West News Wire: A $20.5 million settlement has been reached between Brad Pitt’s Make It Right Foundation and the owners of the homes constructed through the program in one of the New Orleans neighborhoods most severely affected by Hurricane Katrina.
It is The Times-Picayune. According to a report published on Wednesday by The New Orleans Advocate, each of the program’s 107 homeowners will be qualified to receive $25,000 as compensation for prior repairs made to the subpar homes, pending a judge’s approval. According to the agreement reached Tuesday night, the remaining funds will be allocated based on the state of each of the structures.
The agreement marks a significant turning point in the protracted story of houses plagued by leaks, rot, and other flaws.
In 2007, two years after Katrina devastated Louisiana’s most populous city, the Hollywood celebrity founded the futuristic housing development organization. The goal was to replace lost housing in the city’s flood-ruined Lower Ninth Ward with 150 avant-garde dwellings that were storm-safe and energy-efficient. The homes were made available at an average price of $150,000 to residents who received resettlement financing, government grants and donations from the foundation itself.
The project was praised initially, but 10 years and more than $26 million later, construction had halted. Residents reported sagging porches, mildewing wood and leaky roofs.
Make It Right acknowledged flaws in the architecture at least twice. First, in 2015, lawyers representing the organization sued the manufacturer of an ecologically friendly, water-resistant wood for $500,000, when the product proved to be no match for south Louisiana weather.
In 2018, Make It Right lawyers sued its own managing architect over what it said where millions of dollars in design defects. In 2021, the organization also sued its former executive director along with the former treasurer and other officials, accusing them of mismanaging the project.
As residents’ complaints mounted, they filed a class-action lawsuit against Make It Right in 2018. The suit alleged that many of the houses were poorly built with inadequate materials. According to the suit, some of the homes suffered from rain leakage that caused rot, structural damage and mold. The suit also catalogued faulty heating, problems with cooling and ventilation systems, electrical malfunctions and plumbing mishaps.

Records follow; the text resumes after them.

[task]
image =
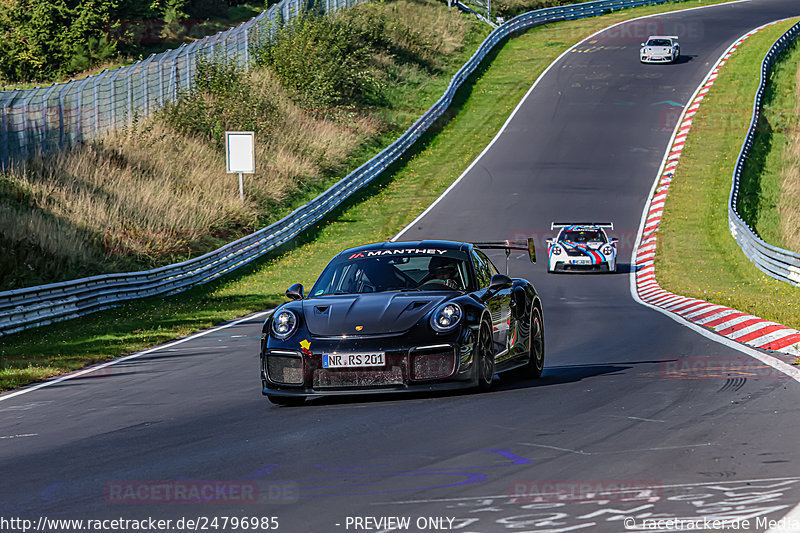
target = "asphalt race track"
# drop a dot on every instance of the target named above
(635, 417)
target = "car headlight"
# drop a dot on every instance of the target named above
(446, 317)
(284, 324)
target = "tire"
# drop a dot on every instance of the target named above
(535, 346)
(484, 358)
(286, 401)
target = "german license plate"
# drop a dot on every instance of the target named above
(353, 360)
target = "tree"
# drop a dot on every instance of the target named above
(40, 38)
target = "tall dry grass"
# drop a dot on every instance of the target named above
(150, 192)
(789, 203)
(157, 192)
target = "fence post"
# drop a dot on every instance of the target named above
(95, 103)
(61, 113)
(188, 75)
(130, 97)
(24, 131)
(80, 109)
(112, 111)
(160, 82)
(45, 96)
(4, 132)
(247, 47)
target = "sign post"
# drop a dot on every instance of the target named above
(240, 155)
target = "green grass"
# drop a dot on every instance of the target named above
(763, 176)
(377, 213)
(697, 256)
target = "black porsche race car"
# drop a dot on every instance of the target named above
(403, 316)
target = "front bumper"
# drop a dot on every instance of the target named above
(435, 364)
(565, 266)
(656, 59)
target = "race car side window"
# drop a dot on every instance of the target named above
(484, 269)
(482, 275)
(492, 269)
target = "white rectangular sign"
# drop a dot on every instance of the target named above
(240, 152)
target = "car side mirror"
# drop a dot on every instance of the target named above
(499, 281)
(295, 292)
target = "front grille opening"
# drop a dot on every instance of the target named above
(432, 364)
(285, 369)
(342, 379)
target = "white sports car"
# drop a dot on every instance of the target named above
(660, 49)
(581, 246)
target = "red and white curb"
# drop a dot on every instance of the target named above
(735, 325)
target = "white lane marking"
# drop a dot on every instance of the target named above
(25, 407)
(643, 419)
(524, 98)
(128, 357)
(609, 491)
(635, 450)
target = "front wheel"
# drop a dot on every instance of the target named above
(536, 346)
(485, 358)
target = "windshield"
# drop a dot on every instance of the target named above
(583, 236)
(394, 270)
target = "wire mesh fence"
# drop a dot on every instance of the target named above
(46, 119)
(36, 306)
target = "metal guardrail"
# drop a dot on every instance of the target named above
(774, 261)
(47, 119)
(36, 306)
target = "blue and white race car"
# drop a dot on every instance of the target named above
(582, 246)
(660, 49)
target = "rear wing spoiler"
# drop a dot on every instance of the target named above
(524, 246)
(604, 225)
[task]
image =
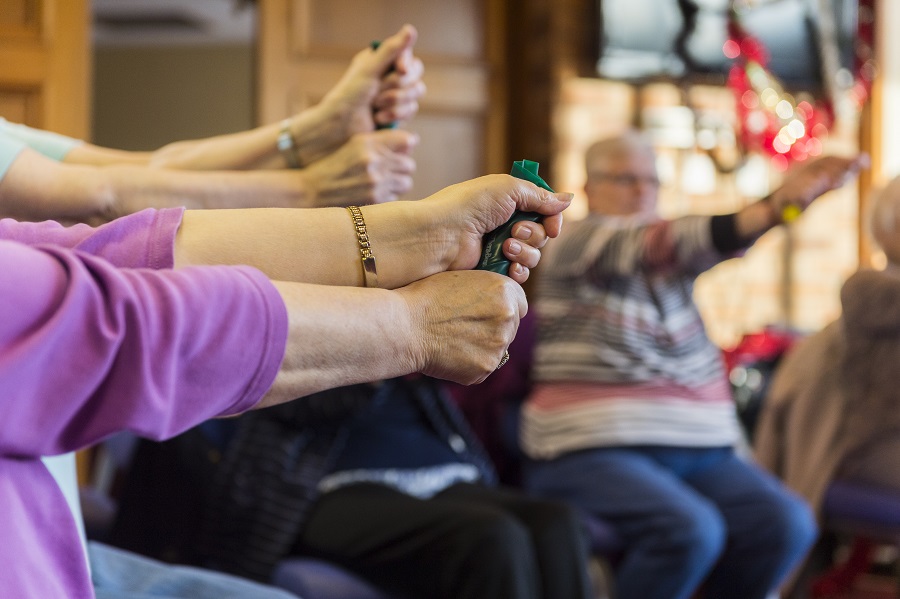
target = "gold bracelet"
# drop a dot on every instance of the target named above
(370, 274)
(286, 145)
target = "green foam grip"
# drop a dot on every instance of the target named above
(392, 124)
(492, 257)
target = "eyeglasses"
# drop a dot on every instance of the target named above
(626, 180)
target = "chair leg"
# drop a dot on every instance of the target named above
(840, 578)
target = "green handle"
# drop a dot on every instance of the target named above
(492, 257)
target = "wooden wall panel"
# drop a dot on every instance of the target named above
(305, 46)
(44, 64)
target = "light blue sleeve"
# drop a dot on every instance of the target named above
(9, 149)
(52, 145)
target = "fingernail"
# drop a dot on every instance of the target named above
(524, 232)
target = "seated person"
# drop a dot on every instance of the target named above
(341, 160)
(831, 413)
(387, 480)
(631, 417)
(92, 305)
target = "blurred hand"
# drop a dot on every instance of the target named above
(463, 213)
(809, 180)
(463, 322)
(371, 168)
(368, 93)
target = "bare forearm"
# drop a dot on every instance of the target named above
(136, 188)
(257, 148)
(339, 337)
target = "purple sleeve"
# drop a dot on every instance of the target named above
(145, 239)
(87, 349)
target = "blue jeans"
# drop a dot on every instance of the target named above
(689, 517)
(119, 574)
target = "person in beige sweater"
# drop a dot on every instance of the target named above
(831, 413)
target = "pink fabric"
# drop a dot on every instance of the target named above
(88, 348)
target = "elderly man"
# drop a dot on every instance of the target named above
(631, 416)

Tuesday’s settlement papers point out that responsibility for the defects to the homes has been “vigorously” contested. Attorney Ron Austin, who represented residents in the suit against Pitt and his charitable organization, framed the outcome in David versus Goliath terms.
“This is one of those scenarios when the impossible became possible,” Austin said.
The distribution of settlement funds to individual houses will be overseen by Global Green, a California-based nonprofit organization devoted to ecological concerns. The Times-Picayune ‘ The New Orleans Advocate reached out to Global Green for comment.